Ten years ago: North Korea’s new leader, Kim Jong Un, delivered his first public statement since assuming power following the death of his father, Kim Jong Il, in December of the previous year, presenting himself as a solid military commander unafraid of other countries. Passengers and staff of the cruise liner MS Balmoral prayed near the site where the Titanic sunk 100 years ago in the North Atlantic.

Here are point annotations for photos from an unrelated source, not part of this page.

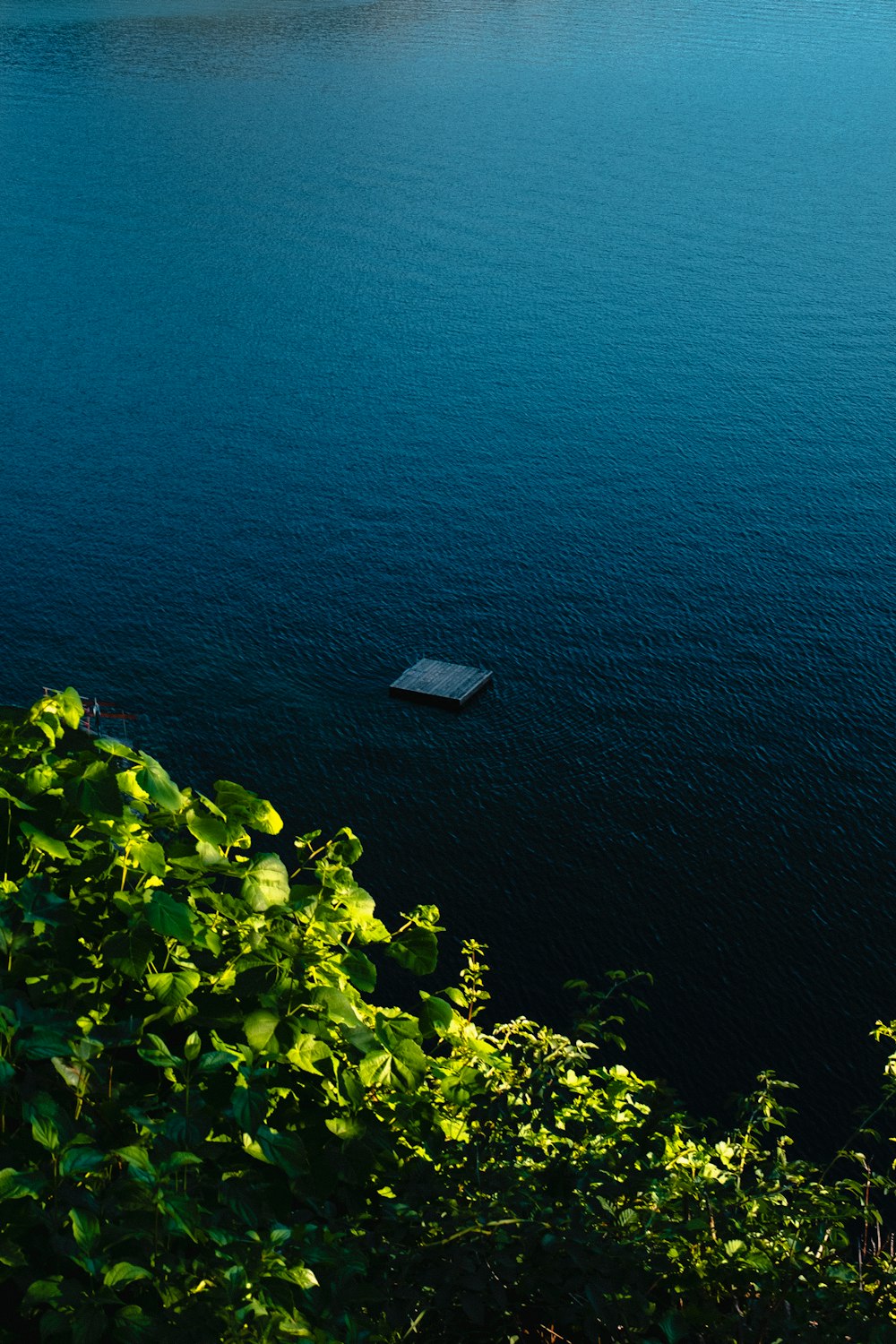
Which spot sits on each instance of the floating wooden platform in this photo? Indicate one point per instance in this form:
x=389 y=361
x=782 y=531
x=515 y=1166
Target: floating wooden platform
x=441 y=683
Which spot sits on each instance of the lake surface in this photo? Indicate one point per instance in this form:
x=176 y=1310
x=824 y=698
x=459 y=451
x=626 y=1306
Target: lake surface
x=557 y=338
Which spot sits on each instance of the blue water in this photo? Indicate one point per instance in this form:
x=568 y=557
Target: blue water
x=551 y=336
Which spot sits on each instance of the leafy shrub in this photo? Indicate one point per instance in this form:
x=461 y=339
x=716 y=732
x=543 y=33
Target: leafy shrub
x=211 y=1131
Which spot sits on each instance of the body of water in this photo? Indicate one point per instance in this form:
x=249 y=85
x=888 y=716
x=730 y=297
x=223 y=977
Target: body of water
x=552 y=336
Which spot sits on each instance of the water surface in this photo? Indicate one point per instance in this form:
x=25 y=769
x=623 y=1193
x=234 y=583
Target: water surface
x=551 y=336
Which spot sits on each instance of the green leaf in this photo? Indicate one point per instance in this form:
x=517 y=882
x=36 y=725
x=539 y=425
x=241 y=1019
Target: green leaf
x=132 y=949
x=284 y=1150
x=150 y=857
x=47 y=844
x=39 y=779
x=124 y=1273
x=155 y=1051
x=360 y=970
x=85 y=1228
x=70 y=707
x=266 y=883
x=46 y=1133
x=156 y=781
x=43 y=1290
x=298 y=1274
x=437 y=1016
x=260 y=1029
x=347 y=847
x=346 y=1126
x=210 y=830
x=241 y=806
x=169 y=917
x=16 y=803
x=401 y=1067
x=81 y=1159
x=308 y=1053
x=172 y=986
x=416 y=949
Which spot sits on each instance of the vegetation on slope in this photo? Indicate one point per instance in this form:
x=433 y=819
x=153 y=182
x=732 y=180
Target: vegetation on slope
x=211 y=1131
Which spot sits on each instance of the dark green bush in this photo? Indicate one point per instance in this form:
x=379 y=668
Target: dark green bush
x=211 y=1132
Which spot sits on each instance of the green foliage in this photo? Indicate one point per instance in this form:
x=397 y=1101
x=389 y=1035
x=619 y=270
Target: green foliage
x=210 y=1129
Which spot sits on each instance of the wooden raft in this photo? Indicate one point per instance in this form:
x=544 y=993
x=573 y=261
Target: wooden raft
x=441 y=683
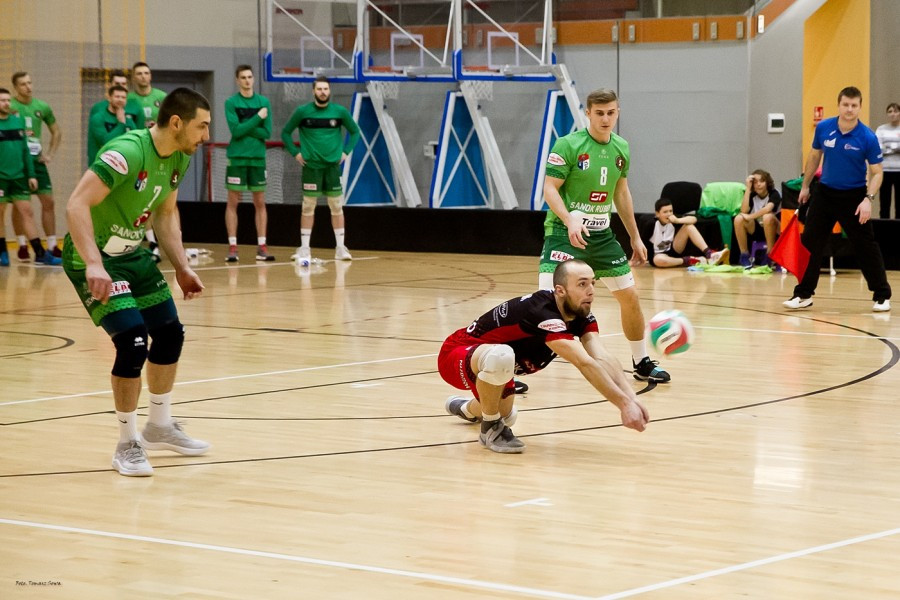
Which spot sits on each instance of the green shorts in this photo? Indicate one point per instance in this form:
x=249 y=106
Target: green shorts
x=244 y=178
x=14 y=189
x=322 y=182
x=603 y=254
x=137 y=282
x=43 y=176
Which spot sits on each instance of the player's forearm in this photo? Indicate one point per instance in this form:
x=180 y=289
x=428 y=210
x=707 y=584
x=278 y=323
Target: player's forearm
x=168 y=235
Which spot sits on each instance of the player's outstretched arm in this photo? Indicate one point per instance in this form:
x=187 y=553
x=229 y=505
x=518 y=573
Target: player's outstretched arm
x=168 y=234
x=605 y=374
x=89 y=192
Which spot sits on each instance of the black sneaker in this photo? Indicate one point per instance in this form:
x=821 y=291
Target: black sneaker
x=649 y=370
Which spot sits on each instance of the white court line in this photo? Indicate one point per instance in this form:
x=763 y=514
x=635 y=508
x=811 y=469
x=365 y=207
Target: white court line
x=230 y=377
x=749 y=565
x=472 y=583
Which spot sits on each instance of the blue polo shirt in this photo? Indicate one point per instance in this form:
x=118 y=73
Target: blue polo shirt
x=846 y=154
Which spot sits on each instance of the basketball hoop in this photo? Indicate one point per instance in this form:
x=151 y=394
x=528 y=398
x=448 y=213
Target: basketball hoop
x=297 y=92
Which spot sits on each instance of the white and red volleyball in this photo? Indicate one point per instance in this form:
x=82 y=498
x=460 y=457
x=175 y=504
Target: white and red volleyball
x=670 y=332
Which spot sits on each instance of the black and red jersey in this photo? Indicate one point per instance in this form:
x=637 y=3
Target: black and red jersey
x=525 y=324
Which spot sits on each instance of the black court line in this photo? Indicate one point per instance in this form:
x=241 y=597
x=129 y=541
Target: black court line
x=66 y=342
x=895 y=358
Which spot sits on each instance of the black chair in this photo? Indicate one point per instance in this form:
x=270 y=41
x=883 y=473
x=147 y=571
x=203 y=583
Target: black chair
x=685 y=196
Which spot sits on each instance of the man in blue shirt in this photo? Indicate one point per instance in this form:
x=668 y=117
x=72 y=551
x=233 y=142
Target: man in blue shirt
x=844 y=195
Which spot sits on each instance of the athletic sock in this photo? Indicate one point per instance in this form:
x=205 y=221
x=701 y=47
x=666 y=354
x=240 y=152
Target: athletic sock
x=638 y=350
x=160 y=409
x=127 y=426
x=38 y=249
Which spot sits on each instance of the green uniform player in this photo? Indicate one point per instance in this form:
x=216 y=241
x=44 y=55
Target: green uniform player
x=586 y=173
x=322 y=149
x=109 y=123
x=250 y=122
x=136 y=176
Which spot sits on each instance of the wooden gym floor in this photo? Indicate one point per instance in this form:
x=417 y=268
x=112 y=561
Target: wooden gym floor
x=771 y=468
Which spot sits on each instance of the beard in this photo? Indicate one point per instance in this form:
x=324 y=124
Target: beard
x=579 y=310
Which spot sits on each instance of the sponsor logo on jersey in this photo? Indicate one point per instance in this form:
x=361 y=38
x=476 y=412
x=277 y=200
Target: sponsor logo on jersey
x=556 y=160
x=116 y=161
x=554 y=325
x=140 y=183
x=120 y=287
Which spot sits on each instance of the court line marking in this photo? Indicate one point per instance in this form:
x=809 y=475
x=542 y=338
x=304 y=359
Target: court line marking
x=749 y=565
x=472 y=583
x=230 y=378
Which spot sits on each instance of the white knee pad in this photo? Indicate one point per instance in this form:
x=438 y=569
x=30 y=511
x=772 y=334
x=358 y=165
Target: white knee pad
x=545 y=281
x=336 y=204
x=496 y=365
x=309 y=206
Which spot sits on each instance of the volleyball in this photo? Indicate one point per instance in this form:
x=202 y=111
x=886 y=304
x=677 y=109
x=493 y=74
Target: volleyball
x=670 y=332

Five years ago: North Korea showcased its intercontinental ballistic missiles in central Pyongyang to commemorate the 1912 birthday of the country’s founder, Kim Il Sung, with his grandson, Kim Jong Un, gazing on with glee.

Eight people were shot and killed at a FedEx facility in Indianapolis one year ago by a former FedEx employee who later committed himself. The White House announced the expulsion of ten Russian diplomats and the imposition of penalties on dozens of individuals and corporations to hold the Kremlin accountable for meddling in the 2020 presidential election and the SolarWinds cyber-attack on federal government entities. The defense rested its case in the Minneapolis murder trial of former Officer Derek Chauvin in the killing of George Floyd without calling Chauvin to the stand.

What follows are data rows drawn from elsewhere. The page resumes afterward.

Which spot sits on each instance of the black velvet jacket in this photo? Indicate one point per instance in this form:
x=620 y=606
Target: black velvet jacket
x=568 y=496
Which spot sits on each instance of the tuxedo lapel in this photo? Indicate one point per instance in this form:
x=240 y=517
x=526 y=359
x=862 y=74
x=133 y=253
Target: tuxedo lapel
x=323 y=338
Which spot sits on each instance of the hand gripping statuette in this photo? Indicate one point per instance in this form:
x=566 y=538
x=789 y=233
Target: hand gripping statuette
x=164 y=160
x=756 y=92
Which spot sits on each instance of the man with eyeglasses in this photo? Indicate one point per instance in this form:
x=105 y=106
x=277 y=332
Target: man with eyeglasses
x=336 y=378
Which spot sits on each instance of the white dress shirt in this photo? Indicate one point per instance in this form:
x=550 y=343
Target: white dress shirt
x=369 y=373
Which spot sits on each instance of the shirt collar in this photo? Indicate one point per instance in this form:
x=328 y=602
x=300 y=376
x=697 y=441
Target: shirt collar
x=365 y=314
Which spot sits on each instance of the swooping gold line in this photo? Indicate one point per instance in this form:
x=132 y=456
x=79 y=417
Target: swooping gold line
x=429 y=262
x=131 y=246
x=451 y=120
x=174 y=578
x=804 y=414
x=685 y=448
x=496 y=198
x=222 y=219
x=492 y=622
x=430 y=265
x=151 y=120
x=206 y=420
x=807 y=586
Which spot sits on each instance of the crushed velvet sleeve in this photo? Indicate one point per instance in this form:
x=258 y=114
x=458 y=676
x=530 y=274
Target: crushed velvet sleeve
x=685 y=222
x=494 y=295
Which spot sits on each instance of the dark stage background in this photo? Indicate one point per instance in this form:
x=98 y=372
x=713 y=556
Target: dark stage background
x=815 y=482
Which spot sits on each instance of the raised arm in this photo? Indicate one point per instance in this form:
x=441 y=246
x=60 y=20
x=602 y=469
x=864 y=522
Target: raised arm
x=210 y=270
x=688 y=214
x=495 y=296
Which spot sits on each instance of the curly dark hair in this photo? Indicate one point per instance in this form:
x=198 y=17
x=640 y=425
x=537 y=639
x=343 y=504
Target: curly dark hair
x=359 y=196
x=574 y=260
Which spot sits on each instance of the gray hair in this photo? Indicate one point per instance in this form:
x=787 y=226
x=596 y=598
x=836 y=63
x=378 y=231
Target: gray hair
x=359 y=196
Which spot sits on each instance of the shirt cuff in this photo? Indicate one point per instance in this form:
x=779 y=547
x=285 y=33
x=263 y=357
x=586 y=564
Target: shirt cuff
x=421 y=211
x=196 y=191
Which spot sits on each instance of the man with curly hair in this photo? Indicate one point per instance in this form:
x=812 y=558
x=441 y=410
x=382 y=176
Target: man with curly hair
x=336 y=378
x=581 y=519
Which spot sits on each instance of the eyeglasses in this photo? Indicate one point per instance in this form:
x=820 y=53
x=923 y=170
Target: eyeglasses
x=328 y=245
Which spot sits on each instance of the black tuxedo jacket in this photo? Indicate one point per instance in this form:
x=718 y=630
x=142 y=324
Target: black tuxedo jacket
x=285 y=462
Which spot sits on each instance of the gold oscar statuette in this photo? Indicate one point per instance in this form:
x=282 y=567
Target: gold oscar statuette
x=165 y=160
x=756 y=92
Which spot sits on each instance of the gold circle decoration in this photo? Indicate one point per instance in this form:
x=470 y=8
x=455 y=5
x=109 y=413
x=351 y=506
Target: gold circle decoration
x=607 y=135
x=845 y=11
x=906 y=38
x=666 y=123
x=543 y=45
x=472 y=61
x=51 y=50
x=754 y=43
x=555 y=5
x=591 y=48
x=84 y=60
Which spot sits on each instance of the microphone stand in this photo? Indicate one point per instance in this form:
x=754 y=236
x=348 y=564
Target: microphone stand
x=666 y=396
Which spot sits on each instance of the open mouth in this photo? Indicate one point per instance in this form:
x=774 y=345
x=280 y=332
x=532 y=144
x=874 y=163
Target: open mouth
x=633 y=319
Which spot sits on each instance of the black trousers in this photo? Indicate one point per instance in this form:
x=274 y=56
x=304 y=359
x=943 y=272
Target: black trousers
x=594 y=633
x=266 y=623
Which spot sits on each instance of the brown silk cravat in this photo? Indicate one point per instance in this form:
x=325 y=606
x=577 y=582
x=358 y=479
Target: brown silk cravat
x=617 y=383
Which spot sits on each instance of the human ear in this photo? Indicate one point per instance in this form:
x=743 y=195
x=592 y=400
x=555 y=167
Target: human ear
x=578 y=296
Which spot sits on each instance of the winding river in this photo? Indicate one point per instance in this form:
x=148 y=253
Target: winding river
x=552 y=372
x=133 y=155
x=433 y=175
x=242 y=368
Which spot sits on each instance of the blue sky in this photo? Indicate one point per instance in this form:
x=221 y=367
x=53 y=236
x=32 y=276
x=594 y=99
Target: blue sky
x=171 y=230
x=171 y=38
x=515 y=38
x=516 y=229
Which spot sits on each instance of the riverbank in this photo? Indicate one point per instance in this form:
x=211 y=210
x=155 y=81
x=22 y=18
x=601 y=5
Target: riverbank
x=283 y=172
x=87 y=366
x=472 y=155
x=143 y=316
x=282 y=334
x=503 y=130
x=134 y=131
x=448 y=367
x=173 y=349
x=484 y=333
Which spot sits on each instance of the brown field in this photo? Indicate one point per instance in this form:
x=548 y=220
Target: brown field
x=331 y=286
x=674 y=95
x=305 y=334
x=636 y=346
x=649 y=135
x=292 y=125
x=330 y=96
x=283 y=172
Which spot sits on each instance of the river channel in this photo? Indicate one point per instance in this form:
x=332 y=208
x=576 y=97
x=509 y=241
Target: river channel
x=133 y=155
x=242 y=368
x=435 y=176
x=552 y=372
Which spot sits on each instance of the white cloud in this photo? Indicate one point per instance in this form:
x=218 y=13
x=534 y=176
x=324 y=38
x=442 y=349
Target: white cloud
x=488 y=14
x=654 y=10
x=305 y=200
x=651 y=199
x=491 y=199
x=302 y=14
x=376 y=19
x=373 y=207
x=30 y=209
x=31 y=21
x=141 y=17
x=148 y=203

Claudia Cardinale, an actress, is 84 on 15th April 2022. Jeffrey Archer, an author, and politician, is 82 years old. Dave Edmunds, a rock singer-guitarist, is 79 years old. Michael Tucci, the actor, is 76 years old. Lois Chiles, an actress, is 75 years old. Linda Bloodworth-Thomason, a writer and producer, is 75 years old. Amy Wright, an actress, is 72 years old. Heloise is a 71-year-old columnist. Sam McMurray, the actor, is 70 years old. Emma Thompson is a 63-year-old actress and screenwriter. Jeff Parker, a bluegrass musician, is 61 years old. Samantha Fox, a singer, is 56 years old. Dara Torres, an Olympic gold, silver, and bronze medalist, is 55 years old. Ed O’Brien (Radiohead) is 54 years old. Flex Alexander, an actor, is 52 years old. Danny Pino, an actor, is 48 years old. Douglas Spain is a 48-year-old actor. Chris Stapleton, a country singer-songwriter, is 44 years old. Luke Evans is a 43-year-old actor. Patrick Carney (The Black Keys) is 42 years old. Zach Carothers (Portugal, The Man) is a rock musician who is 41 years old. Seth Rogen, the actor-writer, is 40 years old. Alice Braga is a 39-year-old actress. Margo Price, an Americana singer-songwriter, is 39 years old. DeMar Hamilton (Plain White T’s) is a rock musician who is 38 years old. Samira Wiley is a 35-year-old actress. Leonie Elliott is a 34-year-old actress. Emma Watson is a 32-year-old actress. Maisie Williams is a 25-year-old actress.